There was the obsession I had for my mother’s large vegetable garden, le jardin, neatly kept at the back of our house; and my aunts’ and grandmothers’ gardens too. I liked to follow them there on summer afternoons, when it was hot and I could walk barefoot in the grass that felt like straw from the hot sun. Even as a four-year-old I already felt something strong for gardening and getting my hands soiled. I would sit on the dirt-covered path, not far from my aunt Agathe and my cousin Christine, happily petting Minette the stray cat with one hand, and holding a basket tight in the other – ready to help.

Qu’est-ce que j’peux faire Tata?” (“What can I do, Auntie?”) I asked, impatient to get started with a task. It made me feel like a grown-up.

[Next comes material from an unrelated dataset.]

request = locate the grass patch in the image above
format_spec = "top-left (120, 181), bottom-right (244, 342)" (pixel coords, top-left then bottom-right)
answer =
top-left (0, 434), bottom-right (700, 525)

Y’a des fraises à ramasser, si tu veux,” (“There are strawberries to pick”), she shouted back from across the garden as she leaned down, reaching for young French beans.

A Childhood Passion

This was, by far, one of my favourite summer garden activities – because it involved eating the berries while picking. Incidentally, I seemed to be much better at the eating part. French beans, however, were a different matter, and I was glad that Tata Agathe never asked that I help with that task. She knew better. If she mentioned green peas, though, I didn’t mind.

At my grandmother’s, it was the rabbits and chickens I liked the best. The rabbits because I could pet them; the chickens because they laid eggs. “Tu me laisseras ramasser les oeufs, dis mémé?” (“You’ll leave the eggs for me to collect, Grandma?”) I begged her each time before leaving her house: she was always kind to do so. Every time I walked into her kitchen, my basket filled with dirty feather-covered eggs, I felt like a hunter bringing a treasure home. Also, her groseilles à maquereaux (gooseberries) were succulent and juicy, and quite special too, as she was the only one I knew who owned a small bush.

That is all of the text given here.